Tires always have been a big part of the Indianapolis 500, but perhaps no more so than they were in the inaugural running in 1911. When watching present-day pit stops where tire/wheel combinations are swapped out in mere seconds, it's hard to fathom that in the inaugural running of "The Greatest Spectacle of Racing," dealing with tire changes was much more difficult.
As Donald Davidson, the historian of the Indianapolis Motor Speedway, related to attendees at the 25-Year Club Luncheon during the recent ACS Rubber Division Spring Technical Meeting in Indianapolis, back then the tires actually had to be peeled off the rims, which weren't removable, replaced and inflated—all using manual tools.

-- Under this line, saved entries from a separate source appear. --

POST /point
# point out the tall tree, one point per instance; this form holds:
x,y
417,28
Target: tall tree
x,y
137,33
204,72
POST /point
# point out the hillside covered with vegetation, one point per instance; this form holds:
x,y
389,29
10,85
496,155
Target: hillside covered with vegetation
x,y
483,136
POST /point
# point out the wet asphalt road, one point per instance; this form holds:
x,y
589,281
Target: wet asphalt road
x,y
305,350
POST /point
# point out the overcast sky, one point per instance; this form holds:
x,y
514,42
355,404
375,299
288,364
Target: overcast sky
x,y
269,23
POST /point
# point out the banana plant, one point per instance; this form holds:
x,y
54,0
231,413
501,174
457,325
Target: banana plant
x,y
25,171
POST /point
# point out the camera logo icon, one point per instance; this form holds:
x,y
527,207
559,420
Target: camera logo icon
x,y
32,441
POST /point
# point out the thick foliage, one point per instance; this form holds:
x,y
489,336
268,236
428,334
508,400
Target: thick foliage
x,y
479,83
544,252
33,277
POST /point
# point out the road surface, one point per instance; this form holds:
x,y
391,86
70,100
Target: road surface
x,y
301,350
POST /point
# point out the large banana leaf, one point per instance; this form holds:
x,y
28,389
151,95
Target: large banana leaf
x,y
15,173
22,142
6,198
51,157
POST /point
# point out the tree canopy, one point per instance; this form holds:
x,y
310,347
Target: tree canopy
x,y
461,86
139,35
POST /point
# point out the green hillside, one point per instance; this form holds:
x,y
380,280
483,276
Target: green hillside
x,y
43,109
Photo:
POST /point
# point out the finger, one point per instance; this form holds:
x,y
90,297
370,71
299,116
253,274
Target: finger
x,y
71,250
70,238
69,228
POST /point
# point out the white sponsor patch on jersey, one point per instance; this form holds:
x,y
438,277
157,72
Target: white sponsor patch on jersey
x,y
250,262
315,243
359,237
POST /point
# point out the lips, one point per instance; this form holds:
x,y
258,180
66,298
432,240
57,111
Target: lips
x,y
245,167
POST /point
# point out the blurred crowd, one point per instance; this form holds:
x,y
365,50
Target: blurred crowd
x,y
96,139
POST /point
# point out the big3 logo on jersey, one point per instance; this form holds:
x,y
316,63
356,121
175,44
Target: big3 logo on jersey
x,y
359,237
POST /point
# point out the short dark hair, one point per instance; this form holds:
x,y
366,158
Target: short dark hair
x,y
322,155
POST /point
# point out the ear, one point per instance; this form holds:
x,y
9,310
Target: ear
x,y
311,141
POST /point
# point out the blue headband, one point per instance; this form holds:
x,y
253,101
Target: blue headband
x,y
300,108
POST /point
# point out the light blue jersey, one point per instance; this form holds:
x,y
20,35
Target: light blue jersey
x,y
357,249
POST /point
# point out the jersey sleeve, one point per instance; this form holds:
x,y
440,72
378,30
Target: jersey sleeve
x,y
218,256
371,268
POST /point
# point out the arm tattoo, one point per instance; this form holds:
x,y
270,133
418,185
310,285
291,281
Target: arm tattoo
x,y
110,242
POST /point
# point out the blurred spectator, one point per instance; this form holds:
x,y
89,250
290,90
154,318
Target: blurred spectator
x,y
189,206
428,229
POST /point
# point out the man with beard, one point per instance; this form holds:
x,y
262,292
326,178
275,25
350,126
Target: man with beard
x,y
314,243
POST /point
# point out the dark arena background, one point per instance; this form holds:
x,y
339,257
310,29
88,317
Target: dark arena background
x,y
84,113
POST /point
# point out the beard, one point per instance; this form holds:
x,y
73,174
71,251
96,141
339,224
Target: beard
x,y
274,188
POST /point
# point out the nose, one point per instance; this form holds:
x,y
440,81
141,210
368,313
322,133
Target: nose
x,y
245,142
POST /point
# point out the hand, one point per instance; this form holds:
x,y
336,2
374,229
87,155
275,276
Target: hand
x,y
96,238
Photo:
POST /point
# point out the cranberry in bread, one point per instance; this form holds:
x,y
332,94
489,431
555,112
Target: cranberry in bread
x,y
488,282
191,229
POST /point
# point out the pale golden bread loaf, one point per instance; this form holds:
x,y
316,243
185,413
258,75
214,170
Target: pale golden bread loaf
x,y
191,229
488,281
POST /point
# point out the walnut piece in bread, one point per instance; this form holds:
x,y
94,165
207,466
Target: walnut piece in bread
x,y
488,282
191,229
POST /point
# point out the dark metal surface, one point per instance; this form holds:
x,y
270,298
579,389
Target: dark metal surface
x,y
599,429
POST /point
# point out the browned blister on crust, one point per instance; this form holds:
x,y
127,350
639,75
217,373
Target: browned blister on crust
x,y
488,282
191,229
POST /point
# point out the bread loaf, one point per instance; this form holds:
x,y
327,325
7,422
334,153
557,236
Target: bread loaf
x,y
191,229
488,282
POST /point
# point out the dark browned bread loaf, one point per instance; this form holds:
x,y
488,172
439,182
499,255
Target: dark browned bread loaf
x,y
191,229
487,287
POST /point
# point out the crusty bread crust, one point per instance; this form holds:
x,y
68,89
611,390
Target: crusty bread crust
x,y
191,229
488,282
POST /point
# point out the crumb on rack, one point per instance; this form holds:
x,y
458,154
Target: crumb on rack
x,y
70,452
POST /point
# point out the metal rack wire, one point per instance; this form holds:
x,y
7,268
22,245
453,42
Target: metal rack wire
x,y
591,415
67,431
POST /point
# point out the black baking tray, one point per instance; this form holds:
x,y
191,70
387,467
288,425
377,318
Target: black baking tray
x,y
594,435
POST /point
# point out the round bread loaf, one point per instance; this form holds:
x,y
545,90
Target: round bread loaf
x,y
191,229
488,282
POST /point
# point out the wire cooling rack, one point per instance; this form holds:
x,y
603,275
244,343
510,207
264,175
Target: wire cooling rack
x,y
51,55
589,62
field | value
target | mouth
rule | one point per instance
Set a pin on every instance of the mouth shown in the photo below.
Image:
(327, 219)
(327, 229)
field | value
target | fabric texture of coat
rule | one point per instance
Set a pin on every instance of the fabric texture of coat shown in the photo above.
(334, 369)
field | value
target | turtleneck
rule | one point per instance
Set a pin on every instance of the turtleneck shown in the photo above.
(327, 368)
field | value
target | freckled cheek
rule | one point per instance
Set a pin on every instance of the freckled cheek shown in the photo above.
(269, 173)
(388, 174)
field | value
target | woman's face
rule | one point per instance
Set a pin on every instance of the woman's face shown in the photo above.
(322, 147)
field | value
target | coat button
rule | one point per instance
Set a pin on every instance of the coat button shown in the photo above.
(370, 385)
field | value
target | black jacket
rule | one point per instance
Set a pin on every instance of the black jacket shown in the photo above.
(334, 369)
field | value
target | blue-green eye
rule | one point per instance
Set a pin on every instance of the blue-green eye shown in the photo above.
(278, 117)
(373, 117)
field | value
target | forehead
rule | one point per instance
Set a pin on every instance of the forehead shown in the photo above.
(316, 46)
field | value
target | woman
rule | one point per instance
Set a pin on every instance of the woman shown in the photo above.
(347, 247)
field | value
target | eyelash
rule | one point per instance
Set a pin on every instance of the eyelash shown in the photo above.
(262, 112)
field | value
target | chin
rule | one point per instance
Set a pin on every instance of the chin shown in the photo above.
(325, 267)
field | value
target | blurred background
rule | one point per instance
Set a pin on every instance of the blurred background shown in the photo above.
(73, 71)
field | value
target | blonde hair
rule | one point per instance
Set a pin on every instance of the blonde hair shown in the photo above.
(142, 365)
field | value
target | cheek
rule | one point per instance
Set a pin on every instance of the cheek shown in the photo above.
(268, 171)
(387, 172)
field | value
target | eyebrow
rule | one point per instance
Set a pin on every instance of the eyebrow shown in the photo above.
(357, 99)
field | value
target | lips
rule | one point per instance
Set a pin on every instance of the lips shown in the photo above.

And if a tire was blown anywhere along the 2.5 mile oval—back then all brick—the race car might need to limp around on a rim to get to the pit area. So the racing team that could best deal with the tire issues would find itself with a huge advantage, said Davidson, the only person to hold the position of historian on a full-time basis for any motorsports facility in the world.
And that definitely played into the strategy of Ray Harroun, the winner of that first Indy 500 in 1911. He considered himself an engineer who reportedly raced just so he could see creations he made tested in battle conditions, according to information on the IMS website. Nicknamed "The Little Professor," he worked for the Marmon Motor Car Co., an Indianapolis-based auto maker that produced cars from 1902-33. He helped design and build the Marmon Wasp—so named because of its distinctive yellow and black paint scheme—that he drove to that historic victory.